Ponte questionou a Secretaria da Segurança Pública sobre o intervalo de horário entre a ocorrência e quando foi comunicada à delegacia bem como sobre a investigação do caso e aguarda resposta.

O que diz o Ministério Público

Solicitamos entrevista com o promotor Carlos Alberto Pereira Leitão Junior e sobre a questão da prisão domiciliar, uma vez que o MP apenas se manifesta enquanto ciente das solicitações de liberdade provisória. A assessoria informou que ele apenas se manifesta nos autos do processo.

O que diz a Defensoria Pública

Questionamos sobre os dados de maternidade terem sido percebidos quase uma semana depois da prisão.

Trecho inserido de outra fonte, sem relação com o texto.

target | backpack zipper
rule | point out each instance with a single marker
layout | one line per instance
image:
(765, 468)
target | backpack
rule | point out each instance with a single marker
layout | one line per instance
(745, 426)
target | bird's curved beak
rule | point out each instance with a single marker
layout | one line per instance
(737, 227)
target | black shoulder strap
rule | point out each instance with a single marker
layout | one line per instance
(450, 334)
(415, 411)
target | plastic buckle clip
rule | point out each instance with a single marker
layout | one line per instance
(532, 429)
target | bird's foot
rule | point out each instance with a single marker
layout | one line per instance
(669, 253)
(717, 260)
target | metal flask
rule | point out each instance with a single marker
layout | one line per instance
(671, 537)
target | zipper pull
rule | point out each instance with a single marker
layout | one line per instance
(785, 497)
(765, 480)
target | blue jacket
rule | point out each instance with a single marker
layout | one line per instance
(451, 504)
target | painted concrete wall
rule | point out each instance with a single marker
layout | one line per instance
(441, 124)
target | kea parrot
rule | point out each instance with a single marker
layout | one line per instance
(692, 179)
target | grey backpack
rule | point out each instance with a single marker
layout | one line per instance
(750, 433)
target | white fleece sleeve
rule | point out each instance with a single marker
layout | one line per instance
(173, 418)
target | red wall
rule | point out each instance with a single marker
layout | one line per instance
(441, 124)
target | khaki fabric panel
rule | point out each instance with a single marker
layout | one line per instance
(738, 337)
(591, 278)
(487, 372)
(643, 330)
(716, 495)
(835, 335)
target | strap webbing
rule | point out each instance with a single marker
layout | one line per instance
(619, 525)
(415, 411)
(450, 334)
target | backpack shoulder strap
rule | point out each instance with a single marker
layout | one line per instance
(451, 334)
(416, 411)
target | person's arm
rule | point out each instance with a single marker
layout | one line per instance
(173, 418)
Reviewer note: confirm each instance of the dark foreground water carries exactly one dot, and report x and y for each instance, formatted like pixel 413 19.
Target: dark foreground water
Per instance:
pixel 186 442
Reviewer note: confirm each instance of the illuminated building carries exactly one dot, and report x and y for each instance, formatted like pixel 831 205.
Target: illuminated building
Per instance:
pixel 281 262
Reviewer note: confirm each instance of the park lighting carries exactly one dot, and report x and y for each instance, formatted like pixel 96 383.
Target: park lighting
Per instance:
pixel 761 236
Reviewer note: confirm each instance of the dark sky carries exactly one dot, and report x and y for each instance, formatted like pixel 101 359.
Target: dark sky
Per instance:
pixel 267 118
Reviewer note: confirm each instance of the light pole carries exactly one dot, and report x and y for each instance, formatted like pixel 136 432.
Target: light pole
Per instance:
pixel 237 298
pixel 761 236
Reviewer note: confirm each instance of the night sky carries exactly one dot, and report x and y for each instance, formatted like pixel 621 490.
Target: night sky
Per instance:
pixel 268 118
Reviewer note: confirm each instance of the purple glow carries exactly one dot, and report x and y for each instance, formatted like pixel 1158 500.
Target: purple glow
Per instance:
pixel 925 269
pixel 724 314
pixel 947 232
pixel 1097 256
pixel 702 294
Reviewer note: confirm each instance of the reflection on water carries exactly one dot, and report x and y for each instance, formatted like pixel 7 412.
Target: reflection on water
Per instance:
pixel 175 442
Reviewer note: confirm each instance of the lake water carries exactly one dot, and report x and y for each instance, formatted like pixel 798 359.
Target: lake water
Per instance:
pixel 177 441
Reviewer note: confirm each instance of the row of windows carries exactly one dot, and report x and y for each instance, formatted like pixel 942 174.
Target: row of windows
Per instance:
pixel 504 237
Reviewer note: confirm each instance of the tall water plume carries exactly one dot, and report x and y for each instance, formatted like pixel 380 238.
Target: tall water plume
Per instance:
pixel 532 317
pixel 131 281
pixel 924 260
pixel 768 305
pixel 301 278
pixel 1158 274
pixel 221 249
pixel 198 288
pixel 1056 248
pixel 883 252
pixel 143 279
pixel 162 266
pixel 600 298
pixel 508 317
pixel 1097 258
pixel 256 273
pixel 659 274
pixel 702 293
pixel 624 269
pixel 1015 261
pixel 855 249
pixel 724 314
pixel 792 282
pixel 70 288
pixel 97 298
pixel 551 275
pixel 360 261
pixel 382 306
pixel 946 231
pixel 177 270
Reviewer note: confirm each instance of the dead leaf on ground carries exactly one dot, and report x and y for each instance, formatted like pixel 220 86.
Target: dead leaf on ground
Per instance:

A assessoria encaminhou a seguinte nota:

A Assessoria de Imprensa da Defensoria Pública aponta que a instituição atuou no referido caso em sede de plantão judiciário e que, até o momento da propositura do primeiro habeas corpus, não havia, nos autos, a informação de que as mulheres envolvidas fossem mães ou estivessem grávidas.

No habeas corpus interposto, foi apontada a nulidade da prisão, tendo em vista a ausência de laudo médico do IML e de foto de rosto e corpo inteiro, conforme determina a Recomendação nº 62 do Conselho Nacional de Justiça. Além disso, foi alegada a desproporcionalidade da prisão, já que mesmo que fossem condenadas definitivamente, as acusadas cumpririam pena em regime diverso do fechado.

Tão logo a família contatou a Defensoria Pública com tais informações, a documentação foi juntada no Habeas Corpus já impetrado, tendo sido impetrado novo HC com tal fundamento – com pedido que foi em seguida negado pelo Tribunal de Justiça.

Posteriormente, um advogado particular foi nomeado pelos acusados para atuar no caso e é o responsável pela defesa desde então.

*Os nomes das mulheres foram trocados para preservar as identidades.